Boris Johnson
Não sei se alguma vez aconteceu. Mas, hoje, talvez pela primeira vez na História recente, assistimos à nomeação para primeiro-ministro de um indivíduo cuja formação académica é uma licenciatura em Estudos Clássicos: portanto, Grego e Latim.
E não é uma licenciatura conferida por uma universidade qualquer. Boris Johnson é licenciado em Estudos Clássicos pela Universidade de Oxford.
E, dentro da Universidade de Oxford, ele não frequentou um colégio qualquer. É fruto de Balliol College – tradicionalmente o colégio dos inteligentes (tal como Christ Church era tradicionalmente o colégio dos aristocratas ricos). Balliol nunca foi um colégio de burros.
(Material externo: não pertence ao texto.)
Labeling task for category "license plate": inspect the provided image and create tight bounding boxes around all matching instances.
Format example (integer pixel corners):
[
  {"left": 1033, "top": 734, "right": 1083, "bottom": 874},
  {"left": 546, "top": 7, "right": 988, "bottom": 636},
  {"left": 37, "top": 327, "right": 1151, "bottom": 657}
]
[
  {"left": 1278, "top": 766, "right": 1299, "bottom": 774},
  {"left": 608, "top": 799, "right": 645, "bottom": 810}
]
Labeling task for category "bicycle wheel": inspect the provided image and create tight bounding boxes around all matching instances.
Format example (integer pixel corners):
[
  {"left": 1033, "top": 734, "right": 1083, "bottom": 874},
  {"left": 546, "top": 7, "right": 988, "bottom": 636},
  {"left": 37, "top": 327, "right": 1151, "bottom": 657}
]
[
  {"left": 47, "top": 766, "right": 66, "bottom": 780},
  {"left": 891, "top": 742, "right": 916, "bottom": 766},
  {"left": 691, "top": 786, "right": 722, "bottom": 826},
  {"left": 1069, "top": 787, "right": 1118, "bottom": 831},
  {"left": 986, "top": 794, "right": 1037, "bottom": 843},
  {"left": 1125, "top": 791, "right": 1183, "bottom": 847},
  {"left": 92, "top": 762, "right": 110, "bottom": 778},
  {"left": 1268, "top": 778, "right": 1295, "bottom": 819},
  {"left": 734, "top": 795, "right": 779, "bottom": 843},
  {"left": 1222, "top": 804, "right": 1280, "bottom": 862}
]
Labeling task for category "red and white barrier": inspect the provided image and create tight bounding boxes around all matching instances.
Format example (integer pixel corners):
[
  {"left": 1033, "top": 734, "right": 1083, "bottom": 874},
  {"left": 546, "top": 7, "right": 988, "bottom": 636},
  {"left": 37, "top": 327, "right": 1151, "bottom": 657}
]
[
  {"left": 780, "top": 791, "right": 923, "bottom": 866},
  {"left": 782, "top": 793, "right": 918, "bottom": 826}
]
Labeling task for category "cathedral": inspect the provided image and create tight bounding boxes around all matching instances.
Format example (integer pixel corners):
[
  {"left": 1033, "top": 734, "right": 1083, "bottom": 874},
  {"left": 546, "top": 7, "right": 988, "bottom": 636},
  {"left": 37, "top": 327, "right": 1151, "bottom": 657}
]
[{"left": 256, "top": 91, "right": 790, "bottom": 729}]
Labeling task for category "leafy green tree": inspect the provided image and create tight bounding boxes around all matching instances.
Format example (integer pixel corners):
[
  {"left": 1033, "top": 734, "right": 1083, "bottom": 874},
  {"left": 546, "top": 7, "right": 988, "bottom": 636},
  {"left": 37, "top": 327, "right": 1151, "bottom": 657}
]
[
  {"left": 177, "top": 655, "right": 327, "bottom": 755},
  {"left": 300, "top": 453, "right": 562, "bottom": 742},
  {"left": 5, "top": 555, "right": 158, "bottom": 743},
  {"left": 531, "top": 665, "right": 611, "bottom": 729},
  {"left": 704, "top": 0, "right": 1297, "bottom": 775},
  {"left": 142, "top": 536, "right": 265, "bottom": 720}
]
E, por isso, é preciso ter esta noção: por muito que Johnson pareça à opinião pública como uma espécie de palhaço, «he’s anything but». Isto é: ele parece-nos um palhaço, porque foi essa a personagem que ele escolheu como via rápida para aquilo que sempre foi a sua ambição. Ser inquilino do n.º 10 de Downing Street. Mas há um calculismo enorme – parece-me a mim – em tudo o que ele faz.
Acaba por fazer algum sentido que o helenista e latinista Johnson seja a partir de hoje um actor de primeira importância no palco internacional porque os tempos que vivemos já foram antevistos por gregos e romanos. Aquilo que é hoje um político de sucesso é um modelo que Platão já descreveu no seu arrepiante diálogo «Górgias». Trata-se de alguém que é capaz de dizer tudo e o seu contrário. Trata-se de alguém que aposta sempre naquilo que já as Musas tinham dito a Hesíodo: «sabemos dizer muitas verdades semelhantes a mentiras e muitas mentiras semelhantes a verdades».
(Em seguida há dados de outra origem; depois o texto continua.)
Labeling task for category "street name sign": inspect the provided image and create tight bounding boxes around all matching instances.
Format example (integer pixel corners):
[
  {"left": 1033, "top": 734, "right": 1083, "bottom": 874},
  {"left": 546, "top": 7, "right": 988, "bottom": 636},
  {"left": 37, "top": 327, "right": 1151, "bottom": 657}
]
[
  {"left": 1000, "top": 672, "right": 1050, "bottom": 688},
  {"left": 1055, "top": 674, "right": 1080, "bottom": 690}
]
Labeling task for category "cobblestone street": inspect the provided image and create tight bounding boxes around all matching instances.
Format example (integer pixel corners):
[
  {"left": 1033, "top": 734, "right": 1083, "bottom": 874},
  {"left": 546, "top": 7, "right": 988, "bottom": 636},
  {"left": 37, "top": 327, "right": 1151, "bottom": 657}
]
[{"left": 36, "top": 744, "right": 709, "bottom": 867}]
Johnson, na sua carreira de político e de jornalista, já disse tudo e o seu contrário. Já foi pro-europeu – e agora é anti-europeu. Já foi anti-gay – e agora é pro-gay. Num famoso debate com Mary Beard, defendeu o ponto de vista de que a literatura grega era muito melhor do que a romana. Beard, bem munida para o debate, leu em voz alta um elogio rasgado da literatura latina onde se afirmava que o melhor livro alguma vez escrito em toda a história da humanidade é a Eneida de Vergílio. Palavras (sublinhou ela) de um texto escrito por… Boris Johnson.
É difícil sentir alguma coisa por Johnson que não seja a maior desconfiança. Mas, ao menos, o dia de hoje deixou uma pequena jóia para ser dita no futuro por defensores dos Estudos Clássicos. À pergunta que estamos sempre a ouvir – «mas isso de uma licenciatura em Grego e Latim serve para quê?» – já podemos dar esta resposta: «serve para ser primeiro-ministro».
A partir de hoje, é uma saída profissional comprovada para licenciados em Estudos Clássicos.